Long Season【1/6】
文字数 1,068文字
暗い畳敷きの部屋で雑魚寝していたわたしは、もそもそもと動いて、起き上がろうとする。
暗がりの中、ぴちゃぴちゃと、猫が水を飲むような音が聞こえる。
頭が痛い。
ウィスキィを飲み過ぎてしまったようだ。
日本産の、角瓶。
これがまた、おいしいのだ。
わたし、夢野壊色は、角瓶があれば生きていけると錯覚を起こすほど、ウィスキィが好きなのである。
頭痛のする頭を起こして、部屋を見渡す。
すると、互いの顔を下半身に向けあった鏑木盛夏と雛見風花が、息を漏らしながら身体を舐めあっていた。
ぴちゃぴちゃと音がしていたのはこれだったか……。
あー、ヤバい。
これ、わたしは起きれない奴だ。
喉が渇いたのに。
でも、恋人たちの邪魔をしちゃダメよね……。
どうしよう。
雑魚寝していた、三人のうち、二人が〈致して〉いると、どう動いていいものか、わからぬわたしなのだった。
ぴちゃぴちゃ身体を舐めあう音を聴き耳立てているわたしは、のどの渇きと頭痛で、吐き気までしてきた。
「あー、もう、無理!」
立ち上がるわたし。
「あなたたちがなにしてよーが、わたしには関係ないわ! わたしは起きる!」
起き上がりざま、宣言してみた。
すると崩れた寝間着をただしながら、行為を中断した鏑木盛夏が、上半身を起こす。
「勝手に起きればいいじゃないの」
「いや、そーだけど!」
わたしの方が照れてしまう。
なんだ、この状態は。
「やめちゃうの、盛夏。風花は身体の芯まであたためてもらいたいの。もっと疼きたいのよ?」
風花も、上半身を起こし、乱れた着衣を戻す。
「壊色、起きちゃったのね。でも風花には関係ないわ。続けましょ、盛夏」
「そうね……」
盛夏が風花にそう答える。
続けるんかい!
「わたしはもう帰る。角瓶のボトル、もらっていっていい? 残りは一人で飲むわ」
「風花、笑っちゃうわ。壊色はヘタレなのね。風花たちに混ざればいいのに」
「混ざりません。
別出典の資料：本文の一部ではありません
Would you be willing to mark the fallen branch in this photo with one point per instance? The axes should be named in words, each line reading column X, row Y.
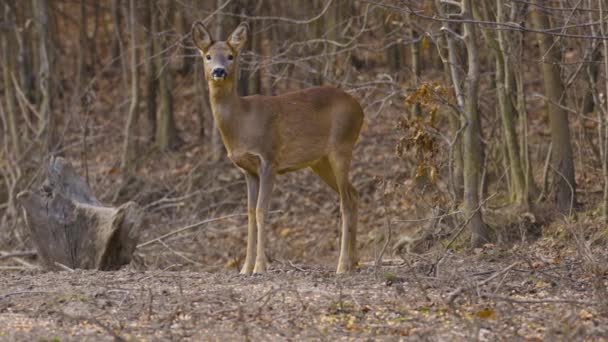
column 8, row 255
column 454, row 294
column 193, row 226
column 541, row 301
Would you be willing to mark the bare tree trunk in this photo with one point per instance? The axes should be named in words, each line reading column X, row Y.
column 562, row 161
column 116, row 40
column 47, row 124
column 151, row 82
column 9, row 95
column 166, row 130
column 604, row 141
column 83, row 46
column 504, row 87
column 416, row 63
column 472, row 135
column 128, row 153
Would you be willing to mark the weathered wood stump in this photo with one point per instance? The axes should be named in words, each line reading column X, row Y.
column 70, row 227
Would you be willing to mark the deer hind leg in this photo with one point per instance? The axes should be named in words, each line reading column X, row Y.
column 252, row 199
column 267, row 176
column 348, row 206
column 323, row 169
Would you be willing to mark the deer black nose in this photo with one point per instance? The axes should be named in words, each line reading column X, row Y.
column 219, row 73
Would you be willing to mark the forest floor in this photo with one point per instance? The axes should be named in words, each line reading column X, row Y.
column 493, row 294
column 187, row 287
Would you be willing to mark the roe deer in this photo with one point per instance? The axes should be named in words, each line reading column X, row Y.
column 270, row 135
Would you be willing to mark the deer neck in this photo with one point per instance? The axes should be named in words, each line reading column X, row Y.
column 225, row 106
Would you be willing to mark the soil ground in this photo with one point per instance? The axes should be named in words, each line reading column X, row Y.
column 492, row 295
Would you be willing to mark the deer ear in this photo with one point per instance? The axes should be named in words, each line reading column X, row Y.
column 239, row 36
column 200, row 36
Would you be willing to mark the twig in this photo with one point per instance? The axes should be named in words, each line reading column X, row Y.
column 63, row 267
column 454, row 294
column 16, row 293
column 192, row 226
column 8, row 255
column 97, row 323
column 541, row 301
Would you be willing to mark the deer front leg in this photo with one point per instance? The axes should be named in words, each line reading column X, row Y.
column 267, row 176
column 252, row 199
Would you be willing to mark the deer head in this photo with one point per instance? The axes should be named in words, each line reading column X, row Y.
column 219, row 57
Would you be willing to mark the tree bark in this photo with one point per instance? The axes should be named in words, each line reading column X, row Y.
column 45, row 78
column 9, row 95
column 504, row 87
column 472, row 145
column 70, row 227
column 166, row 130
column 151, row 82
column 128, row 154
column 562, row 158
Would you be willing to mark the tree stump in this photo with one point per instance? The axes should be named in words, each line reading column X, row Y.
column 70, row 227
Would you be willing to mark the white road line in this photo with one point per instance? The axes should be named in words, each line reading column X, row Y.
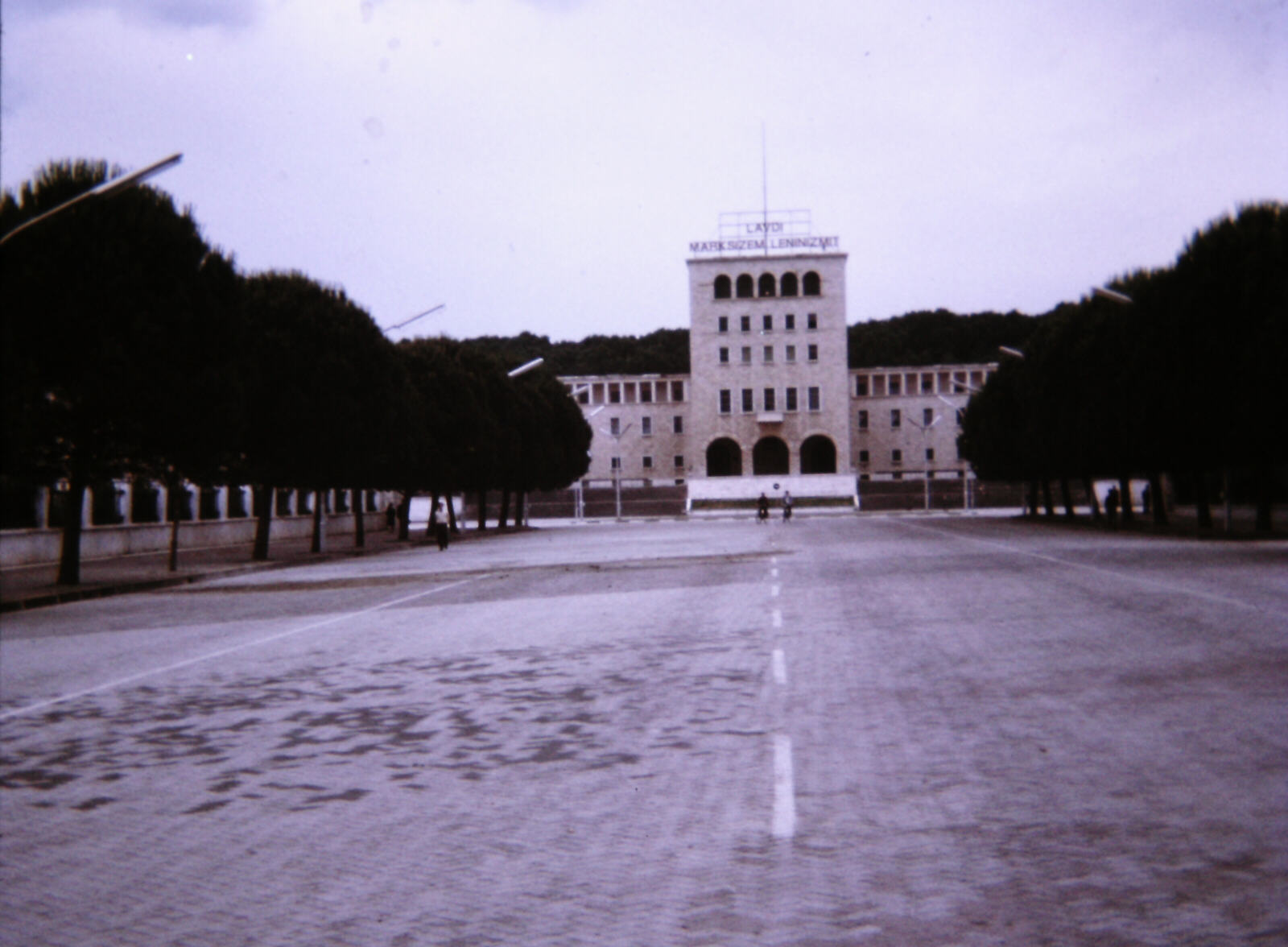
column 785, row 792
column 221, row 652
column 1099, row 570
column 778, row 664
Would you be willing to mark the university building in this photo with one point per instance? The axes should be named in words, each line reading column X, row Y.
column 770, row 403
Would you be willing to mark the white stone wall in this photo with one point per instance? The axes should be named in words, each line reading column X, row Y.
column 746, row 328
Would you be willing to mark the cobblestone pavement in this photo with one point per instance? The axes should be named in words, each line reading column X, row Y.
column 832, row 732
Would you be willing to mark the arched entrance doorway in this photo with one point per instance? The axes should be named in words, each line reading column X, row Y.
column 770, row 457
column 724, row 457
column 818, row 455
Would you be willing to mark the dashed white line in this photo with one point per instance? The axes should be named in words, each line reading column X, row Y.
column 785, row 792
column 221, row 652
column 778, row 665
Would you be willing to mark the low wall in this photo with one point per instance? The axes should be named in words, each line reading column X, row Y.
column 35, row 547
column 708, row 491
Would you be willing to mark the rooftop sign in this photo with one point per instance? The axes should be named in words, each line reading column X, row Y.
column 773, row 231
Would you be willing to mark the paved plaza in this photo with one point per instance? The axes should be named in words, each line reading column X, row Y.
column 840, row 731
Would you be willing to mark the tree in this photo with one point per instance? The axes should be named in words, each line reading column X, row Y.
column 94, row 300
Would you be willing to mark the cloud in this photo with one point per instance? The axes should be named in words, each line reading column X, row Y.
column 186, row 14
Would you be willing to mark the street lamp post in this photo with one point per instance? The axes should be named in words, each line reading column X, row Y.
column 105, row 190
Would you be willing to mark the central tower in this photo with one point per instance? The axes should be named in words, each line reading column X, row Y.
column 768, row 356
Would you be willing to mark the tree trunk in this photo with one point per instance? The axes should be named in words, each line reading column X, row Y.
column 1092, row 500
column 263, row 502
column 1202, row 502
column 68, row 560
column 1265, row 496
column 1067, row 498
column 319, row 543
column 405, row 515
column 1125, row 490
column 1157, row 502
column 360, row 519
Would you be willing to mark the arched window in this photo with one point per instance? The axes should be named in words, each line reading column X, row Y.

修羅場るだけでしょうがっ!」
盛夏は、風花の長い髪を梳きながら、
「あちしたちに混ざってもいいのよ」
なんて、発言する。
「だが、断る」
ウィスキィを一口、ラッパ飲みしてから、わたしは鏑木邸……鏑木水館の奥座敷から、出ていくことにする。
「やってられないわ」
「あちしたちはやってられるわ」
「そーいう意味じゃありません!」
雑魚寝で少し着崩れたデニム・オーバーオールをただして、わたしは盛夏と風花に背中を向け、ふすまを開けて、退出したのだった。